Microsoft Research Blog

The Microsoft Research blog provides in-depth views and perspectives from our researchers, scientists and engineers, plus information about noteworthy events and conferences, scholarships, and fellowships designed for academic and scientific communities.

Microsoft Web N-gram Services: Expanded Availability, New API

July 19, 2010 | Posted by Microsoft Research Blog

During the Association for Computing Machinery’s 33rd annual SIGIR Conference, on July 19-23, 2010 in Geneva, Microsoft Research is announcing enhancements to the Microsoft Web N-gram Services, available free via a cloud-based platform. Microsoft Research created Microsoft Web N-gram Services to help drive discovery and innovation by enabling scientists to conduct research on real-world, web data. Microsoft Web N-gram Services support many research areas that have the potential to change lives, including natural language processing and empowering people to take advantage of the vast amounts of information available on the Internet via new web search capabilities.

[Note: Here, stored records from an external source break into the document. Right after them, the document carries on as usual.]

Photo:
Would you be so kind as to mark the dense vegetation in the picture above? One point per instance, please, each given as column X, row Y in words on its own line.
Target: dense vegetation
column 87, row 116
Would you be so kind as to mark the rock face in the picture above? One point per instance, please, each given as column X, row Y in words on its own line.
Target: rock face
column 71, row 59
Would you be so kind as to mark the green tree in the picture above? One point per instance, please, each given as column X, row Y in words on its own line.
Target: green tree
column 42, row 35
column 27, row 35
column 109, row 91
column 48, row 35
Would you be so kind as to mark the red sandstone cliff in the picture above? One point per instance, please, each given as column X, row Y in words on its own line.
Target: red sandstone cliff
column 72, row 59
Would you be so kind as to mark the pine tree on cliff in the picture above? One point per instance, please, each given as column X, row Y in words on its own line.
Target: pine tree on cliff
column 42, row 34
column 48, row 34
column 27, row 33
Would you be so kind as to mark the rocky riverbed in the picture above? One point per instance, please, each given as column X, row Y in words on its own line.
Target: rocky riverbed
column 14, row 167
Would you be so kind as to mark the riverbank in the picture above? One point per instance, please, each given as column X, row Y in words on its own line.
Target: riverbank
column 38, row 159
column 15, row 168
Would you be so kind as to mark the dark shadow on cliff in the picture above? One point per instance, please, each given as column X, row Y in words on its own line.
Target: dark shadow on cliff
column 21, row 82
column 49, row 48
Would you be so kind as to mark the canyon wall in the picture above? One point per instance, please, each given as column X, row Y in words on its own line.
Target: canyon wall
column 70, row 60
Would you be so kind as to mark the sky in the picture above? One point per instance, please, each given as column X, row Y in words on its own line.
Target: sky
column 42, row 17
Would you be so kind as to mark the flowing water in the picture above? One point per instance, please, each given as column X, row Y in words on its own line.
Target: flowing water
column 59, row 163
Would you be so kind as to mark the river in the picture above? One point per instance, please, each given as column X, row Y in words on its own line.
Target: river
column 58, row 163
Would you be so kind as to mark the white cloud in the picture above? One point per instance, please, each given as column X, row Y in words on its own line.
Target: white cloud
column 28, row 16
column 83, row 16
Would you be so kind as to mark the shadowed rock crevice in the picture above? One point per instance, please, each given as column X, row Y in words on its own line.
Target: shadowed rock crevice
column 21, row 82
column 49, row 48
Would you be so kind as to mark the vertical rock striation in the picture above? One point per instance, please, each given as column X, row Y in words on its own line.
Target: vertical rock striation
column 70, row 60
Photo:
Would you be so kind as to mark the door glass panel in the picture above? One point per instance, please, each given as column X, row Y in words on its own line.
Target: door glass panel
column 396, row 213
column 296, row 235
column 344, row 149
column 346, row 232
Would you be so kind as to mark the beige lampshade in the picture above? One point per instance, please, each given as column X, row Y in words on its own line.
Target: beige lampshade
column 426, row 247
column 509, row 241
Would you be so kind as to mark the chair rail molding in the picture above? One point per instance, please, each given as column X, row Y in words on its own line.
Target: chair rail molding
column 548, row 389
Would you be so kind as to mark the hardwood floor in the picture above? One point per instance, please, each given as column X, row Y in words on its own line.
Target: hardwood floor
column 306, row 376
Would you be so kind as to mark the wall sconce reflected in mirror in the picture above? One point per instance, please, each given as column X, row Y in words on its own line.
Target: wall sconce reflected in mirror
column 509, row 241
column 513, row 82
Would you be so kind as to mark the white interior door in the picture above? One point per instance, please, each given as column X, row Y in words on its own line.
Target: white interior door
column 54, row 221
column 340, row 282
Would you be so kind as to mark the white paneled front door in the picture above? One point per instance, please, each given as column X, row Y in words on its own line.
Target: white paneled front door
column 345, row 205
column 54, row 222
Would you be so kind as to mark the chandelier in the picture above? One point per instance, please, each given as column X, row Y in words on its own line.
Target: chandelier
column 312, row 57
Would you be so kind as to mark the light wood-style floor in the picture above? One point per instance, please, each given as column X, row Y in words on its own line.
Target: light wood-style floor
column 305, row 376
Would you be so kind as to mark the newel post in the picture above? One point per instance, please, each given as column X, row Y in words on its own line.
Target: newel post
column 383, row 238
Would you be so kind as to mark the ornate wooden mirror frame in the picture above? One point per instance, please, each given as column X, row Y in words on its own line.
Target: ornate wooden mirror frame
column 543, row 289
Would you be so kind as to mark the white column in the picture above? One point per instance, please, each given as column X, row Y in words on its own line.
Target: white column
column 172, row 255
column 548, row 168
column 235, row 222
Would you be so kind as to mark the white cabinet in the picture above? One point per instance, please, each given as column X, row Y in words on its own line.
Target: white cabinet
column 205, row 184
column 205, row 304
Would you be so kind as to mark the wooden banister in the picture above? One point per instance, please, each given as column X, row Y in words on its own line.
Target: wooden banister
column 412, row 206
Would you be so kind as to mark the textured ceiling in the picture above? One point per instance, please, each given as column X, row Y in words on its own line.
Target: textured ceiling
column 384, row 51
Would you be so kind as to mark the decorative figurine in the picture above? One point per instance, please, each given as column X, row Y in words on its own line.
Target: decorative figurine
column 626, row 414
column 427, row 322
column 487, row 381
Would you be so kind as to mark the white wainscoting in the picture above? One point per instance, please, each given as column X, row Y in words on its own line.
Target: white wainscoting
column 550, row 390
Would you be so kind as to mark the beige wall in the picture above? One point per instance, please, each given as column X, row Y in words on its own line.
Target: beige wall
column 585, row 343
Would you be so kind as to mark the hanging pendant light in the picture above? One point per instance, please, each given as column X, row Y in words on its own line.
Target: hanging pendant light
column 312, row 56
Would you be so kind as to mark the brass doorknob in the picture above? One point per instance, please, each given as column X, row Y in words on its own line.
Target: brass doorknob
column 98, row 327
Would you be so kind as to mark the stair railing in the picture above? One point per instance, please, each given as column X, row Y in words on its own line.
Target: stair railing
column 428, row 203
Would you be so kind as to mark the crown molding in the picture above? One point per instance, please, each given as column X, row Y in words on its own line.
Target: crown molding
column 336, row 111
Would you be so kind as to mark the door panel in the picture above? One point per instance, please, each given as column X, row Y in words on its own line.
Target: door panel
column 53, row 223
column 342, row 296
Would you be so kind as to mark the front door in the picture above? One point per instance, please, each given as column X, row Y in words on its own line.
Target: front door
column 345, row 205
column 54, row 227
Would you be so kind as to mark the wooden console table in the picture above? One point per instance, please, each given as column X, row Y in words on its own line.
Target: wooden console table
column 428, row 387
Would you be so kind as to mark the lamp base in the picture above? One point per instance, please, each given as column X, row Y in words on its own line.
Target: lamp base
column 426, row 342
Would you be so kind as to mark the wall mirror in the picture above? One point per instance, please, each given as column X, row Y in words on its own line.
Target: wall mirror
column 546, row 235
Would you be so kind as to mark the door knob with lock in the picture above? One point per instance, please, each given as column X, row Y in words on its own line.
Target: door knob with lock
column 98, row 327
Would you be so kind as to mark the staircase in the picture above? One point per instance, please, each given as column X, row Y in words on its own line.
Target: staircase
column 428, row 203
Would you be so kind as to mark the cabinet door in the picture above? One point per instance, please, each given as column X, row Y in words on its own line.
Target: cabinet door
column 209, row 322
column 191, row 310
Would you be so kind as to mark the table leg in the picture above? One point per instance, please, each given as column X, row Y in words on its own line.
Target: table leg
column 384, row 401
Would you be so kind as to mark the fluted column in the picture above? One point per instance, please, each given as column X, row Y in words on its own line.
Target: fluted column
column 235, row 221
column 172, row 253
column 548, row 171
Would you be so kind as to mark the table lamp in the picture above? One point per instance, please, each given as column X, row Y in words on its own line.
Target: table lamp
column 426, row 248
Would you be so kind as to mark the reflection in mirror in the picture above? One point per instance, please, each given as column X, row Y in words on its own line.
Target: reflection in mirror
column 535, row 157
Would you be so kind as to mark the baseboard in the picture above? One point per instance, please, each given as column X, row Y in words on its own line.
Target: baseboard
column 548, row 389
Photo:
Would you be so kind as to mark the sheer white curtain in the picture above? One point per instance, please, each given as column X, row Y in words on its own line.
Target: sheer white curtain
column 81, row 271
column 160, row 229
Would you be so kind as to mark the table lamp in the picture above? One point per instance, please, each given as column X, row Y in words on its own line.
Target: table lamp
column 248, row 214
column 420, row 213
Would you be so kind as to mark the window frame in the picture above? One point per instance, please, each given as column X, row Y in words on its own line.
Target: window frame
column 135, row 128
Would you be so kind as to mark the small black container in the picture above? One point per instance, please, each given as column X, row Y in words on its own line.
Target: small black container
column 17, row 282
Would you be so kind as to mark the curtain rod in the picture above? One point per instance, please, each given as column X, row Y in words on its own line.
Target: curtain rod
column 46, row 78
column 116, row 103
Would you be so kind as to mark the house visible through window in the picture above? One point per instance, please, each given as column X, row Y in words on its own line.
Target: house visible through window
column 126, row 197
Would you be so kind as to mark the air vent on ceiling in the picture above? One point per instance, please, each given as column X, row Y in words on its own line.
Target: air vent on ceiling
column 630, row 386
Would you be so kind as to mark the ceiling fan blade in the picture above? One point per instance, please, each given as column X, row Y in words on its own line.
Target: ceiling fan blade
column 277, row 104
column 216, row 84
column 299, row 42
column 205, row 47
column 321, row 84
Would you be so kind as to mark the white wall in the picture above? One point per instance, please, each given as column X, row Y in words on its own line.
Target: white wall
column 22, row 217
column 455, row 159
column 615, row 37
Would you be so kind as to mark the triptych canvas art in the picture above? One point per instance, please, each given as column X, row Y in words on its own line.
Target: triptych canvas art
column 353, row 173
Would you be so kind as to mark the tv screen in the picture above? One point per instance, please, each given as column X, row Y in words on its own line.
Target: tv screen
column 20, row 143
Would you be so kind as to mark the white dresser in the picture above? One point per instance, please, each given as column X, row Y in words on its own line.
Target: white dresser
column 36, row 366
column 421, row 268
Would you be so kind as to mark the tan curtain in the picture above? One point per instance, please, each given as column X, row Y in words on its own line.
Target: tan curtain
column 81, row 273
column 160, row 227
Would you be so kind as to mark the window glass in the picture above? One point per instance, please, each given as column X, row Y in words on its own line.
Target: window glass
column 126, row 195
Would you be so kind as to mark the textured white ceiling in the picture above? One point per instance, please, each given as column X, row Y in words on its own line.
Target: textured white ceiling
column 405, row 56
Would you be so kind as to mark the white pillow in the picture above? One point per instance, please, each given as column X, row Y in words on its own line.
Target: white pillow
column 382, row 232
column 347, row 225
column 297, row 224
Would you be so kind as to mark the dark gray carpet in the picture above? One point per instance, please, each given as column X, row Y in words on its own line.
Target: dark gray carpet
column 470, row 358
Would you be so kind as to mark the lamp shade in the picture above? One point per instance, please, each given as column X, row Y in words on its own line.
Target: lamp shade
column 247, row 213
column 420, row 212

Introduced late last year, in partnership with Bing, the Microsoft Web N-gram Services public beta now is being extended beyond professors at accredited universities to include all researchers worldwide, provided they are using the service for non-commercial purposes. The service now also includes a predictive API in support of query-language models. By opening the service up to more researchers and making these important service enhancements, Microsoft Web N-gram Services will expand not only its audience, but also access to high-quality feedback

In the video below, Kuansan Wang, principal researcher at Microsoft Research Redmond, offers a more detailed explanation of Microsoft Web N-gram Services. Wang works with a team focused on developing technologies that provide a better understanding of human languages.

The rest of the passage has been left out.